According to CSHL's suit, the USPTO first noted "the similarity of certain text in the Hannon applications to that in the Fire application" in 2007. However, it wasn't until a CSHL office reviewed the patent office's rejection of the Hannon IP in 2008 that the institution became aware of the alleged misconduct of Vincent.
By this time, the Hannon applications had already been "unfairly prejudiced by the erroneous perception" that Hannon's work was not sufficiently novel compared with Fire and Mello's to warrant a patent, the suit adds.
CSHL said that once it became aware of the situation, it met with representatives of Ropes & Gray, as well as Vincent, who acknowledged that he was "aware that portions [of the Hannon applications] had been copied" from the Fire patent.
The law firm, however, refused to agree that it would "unconditionally assist CSHL in providing the [USPTO] with all relevant facts" until CSHL signed a waiver releasing the law firm from any liability for misconduct, the lawsuit states. CSHL said it then secured new legal representation.
In its suit, CSHL alleges that it has lost opportunities for licensing Hannon's inventions, including, at a minimum, "lost opportunities resulting from the loss of patent term directly caused" by Vincent's malpractice.

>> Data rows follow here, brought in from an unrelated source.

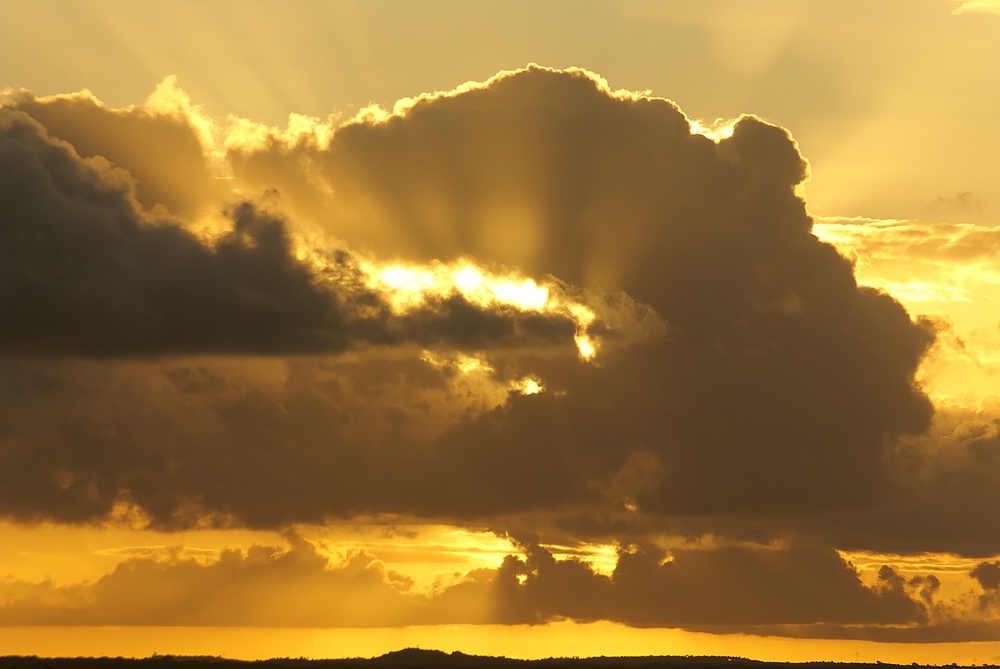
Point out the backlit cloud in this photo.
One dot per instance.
(534, 305)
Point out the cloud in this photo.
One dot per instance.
(977, 7)
(771, 388)
(356, 335)
(87, 271)
(299, 585)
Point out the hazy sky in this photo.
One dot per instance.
(524, 328)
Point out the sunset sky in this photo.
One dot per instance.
(526, 328)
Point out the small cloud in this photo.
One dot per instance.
(978, 7)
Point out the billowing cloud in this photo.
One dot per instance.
(534, 305)
(87, 271)
(977, 7)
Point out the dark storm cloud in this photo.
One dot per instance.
(763, 407)
(772, 393)
(85, 271)
(161, 150)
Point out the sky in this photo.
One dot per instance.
(536, 329)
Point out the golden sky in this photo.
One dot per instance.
(562, 328)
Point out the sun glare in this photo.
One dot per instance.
(409, 286)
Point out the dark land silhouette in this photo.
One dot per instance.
(417, 658)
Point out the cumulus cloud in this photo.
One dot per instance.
(87, 271)
(300, 585)
(739, 408)
(252, 372)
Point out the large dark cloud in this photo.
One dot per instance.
(768, 403)
(85, 271)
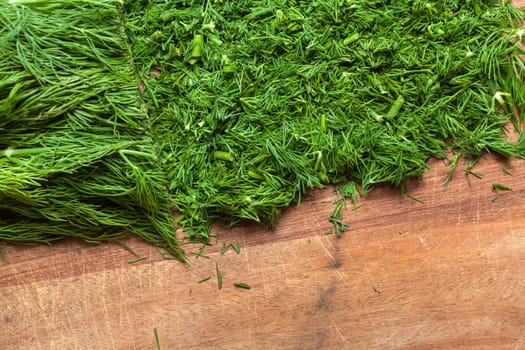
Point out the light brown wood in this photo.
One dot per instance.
(445, 274)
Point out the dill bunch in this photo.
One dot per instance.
(252, 103)
(75, 154)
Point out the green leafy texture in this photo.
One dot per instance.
(75, 156)
(252, 103)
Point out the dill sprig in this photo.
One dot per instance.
(252, 103)
(75, 153)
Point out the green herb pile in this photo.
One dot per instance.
(252, 103)
(112, 112)
(75, 155)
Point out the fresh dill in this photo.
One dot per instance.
(255, 102)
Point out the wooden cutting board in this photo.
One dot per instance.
(448, 273)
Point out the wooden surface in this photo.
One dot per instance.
(448, 273)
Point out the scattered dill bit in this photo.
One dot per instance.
(219, 275)
(200, 255)
(242, 285)
(157, 342)
(415, 198)
(500, 187)
(452, 168)
(200, 252)
(136, 260)
(473, 173)
(128, 248)
(357, 207)
(235, 247)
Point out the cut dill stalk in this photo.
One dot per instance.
(136, 260)
(242, 285)
(219, 276)
(500, 187)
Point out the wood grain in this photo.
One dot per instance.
(448, 273)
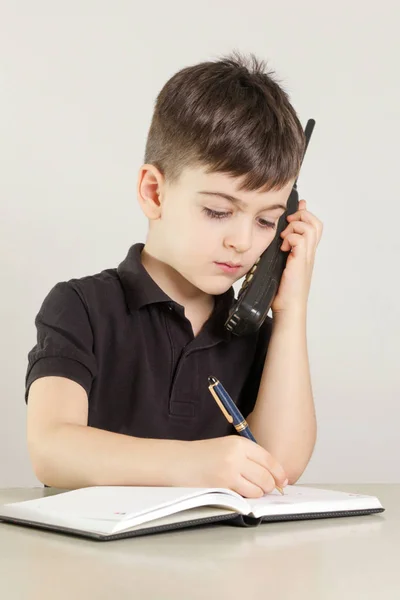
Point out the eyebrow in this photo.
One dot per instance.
(237, 201)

"CSHL expects that the annual amount of such licensing opportunities it has lost … to be at least $22,500,000 for lost commercial user license income and $9,000,000 for lost royalty income," should it ultimately lose only five years of patent protection on Hannon's inventions, the suit states.
The financial loss could be as high as $57.5 million for lost commercial user license income and $19 million for lost royalty income, should the Hannon inventions lose 15 years of patent protection, it adds.
CSHL said in the suit that its total losses related to Vincent's alleged malpractice is between $37.5 million and $82.5 million, which it is seeking to recoup at trial. The institution is also seeking punitive damages and attorneys' fees and costs.
A CSHL representative declined to comment on the case. Officials from Ropes & Gray were not available for comment.
To bolster its case against Vincent and Ropes & Gray, CSHL noted in its lawsuit that Vincent tendered his resignation from the law firm in July 2009 as a result of an investigation into his professional conduct by the Commonwealth of Massachusetts.
According to CSHL, in an affidavit, Vincent stated that he had formed in 2002 a business entity that performed patent database searches, but did not inform Ropes & Gray of this fact. He then billed the law firm for more than $700,000 in services performed by his company, which was paid based on his approval as an attorney with the firm, the suit states.
"CSHL was among the clients of [Ropes & Gray] who were victimized by Vincent's conduct," the lawsuit adds. "While serving as CSHL's primary patent prosecution counsel, [the firm] billed and collected approximately $10,000 from CSHL in the name of work allegedly performed" by Vincent's company.